A discussão tem alcançado toda a população , não se limitando apenas aos especialistas ou aos tribunais, travando-se ela nos bares, nas reuniões familiares, enfim, em quase todos os setores da sociedade.
Isto se explica uma vez que o futebol é apaixonante e, também, em virtude da crise econômica do país, muitos não entendem como é posseivel que jogadores que recebam altos salários ainda queiram receber o pagamento de horas extras.

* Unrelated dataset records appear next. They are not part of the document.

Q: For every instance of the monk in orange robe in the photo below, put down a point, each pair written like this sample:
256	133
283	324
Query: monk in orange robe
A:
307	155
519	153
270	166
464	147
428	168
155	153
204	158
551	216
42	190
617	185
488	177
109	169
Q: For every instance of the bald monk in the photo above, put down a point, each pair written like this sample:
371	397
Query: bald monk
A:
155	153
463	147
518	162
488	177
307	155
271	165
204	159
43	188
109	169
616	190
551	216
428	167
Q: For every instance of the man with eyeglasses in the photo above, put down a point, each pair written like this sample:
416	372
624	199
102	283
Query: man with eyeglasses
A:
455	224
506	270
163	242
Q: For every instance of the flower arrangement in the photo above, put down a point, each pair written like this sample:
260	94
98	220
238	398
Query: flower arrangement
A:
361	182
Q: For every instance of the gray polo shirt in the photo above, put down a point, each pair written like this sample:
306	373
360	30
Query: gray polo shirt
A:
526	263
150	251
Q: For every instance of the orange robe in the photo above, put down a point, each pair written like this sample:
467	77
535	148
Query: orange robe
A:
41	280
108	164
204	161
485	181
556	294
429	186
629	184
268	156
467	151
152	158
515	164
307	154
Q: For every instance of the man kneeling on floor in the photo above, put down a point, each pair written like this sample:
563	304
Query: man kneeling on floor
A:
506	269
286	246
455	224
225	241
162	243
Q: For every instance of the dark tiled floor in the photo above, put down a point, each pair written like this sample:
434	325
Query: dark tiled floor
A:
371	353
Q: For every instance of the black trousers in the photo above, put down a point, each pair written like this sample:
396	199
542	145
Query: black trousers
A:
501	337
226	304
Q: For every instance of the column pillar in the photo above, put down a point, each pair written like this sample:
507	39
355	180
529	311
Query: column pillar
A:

Em boa hora o Ministro Almir Pazzianotto Pinto, Presidente do Colendo Tribunal Superior do Trabalho realizou em conjunto com a Universidade da Cidade do rio de Janeiro, o “Primeiro Seminário sobre Legislação Desportiva Trabalhista’’, ao qual estivemos presentes no último dia 5 de dezembro.
Tentaremos trazer neste trabalho alguma contribuição para a solução do problema.
Em primeiro lugar, não são todos os jogadores de futebol que recebem altos salários. Estes se constituem em minoria, pois a grande maioria, segundo estatística do sindicato de atletas, recebe salários ínfimos.
Quem pretende discutir a matéria em questão deve, em princípio, desarmar o espírito e tentar enxergar no jogador de futebol um autêntico trabalhador.
A legislação brasileira trata da atividade de atleta profissional de futebol na Lei m. 6.354/76.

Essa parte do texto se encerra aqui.